“As soon as a coin in the coffer rings, the soul from purgatory springs," ran an early advertising jingle attributed to Johann Tetzel, a 16th-century indulgence salesman. Funding the church offered believers an alternative to paying for sins in the afterlife. The carbon-credit market promises something similar.
Instead of reducing your carbon footprint, why not simply pay someone else to do it for you? It is a nice idea. Yet the voluntary carbon market—as opposed to compliance markets, such as the EU’s emissions-trading scheme—is in turmoil. Latter-day Martin Luthers, whose objections to Tetzel led to the Reformation, have pointed out that offsets struggle to prove they make a difference to emissions: renewable projects are often viable on their own, thus providing funding does not lower emissions.

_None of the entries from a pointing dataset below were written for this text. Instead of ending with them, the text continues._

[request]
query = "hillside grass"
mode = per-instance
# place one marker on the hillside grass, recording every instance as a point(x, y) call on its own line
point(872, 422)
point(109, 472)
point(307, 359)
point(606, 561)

Scandals have also sapped investor appetite. A report by the Guardian, a British newspaper, alleged that many leading “nature-based" offsets, which usually attempt to restore forests, are junk. Activists argue that middle men hog the proceeds and indigenous people fail to benefit.
Prices for nature-based offsets plunged from $15 a tonne after the COP climate summit in Glasgow two years ago to a disastrous $0.10 a tonne after the recent meeting in Dubai, according to Xpansiv, an exchange. Reformers were at the summit in force, with proposals for how to fix the market. These include plans to verify, tally and register offsets.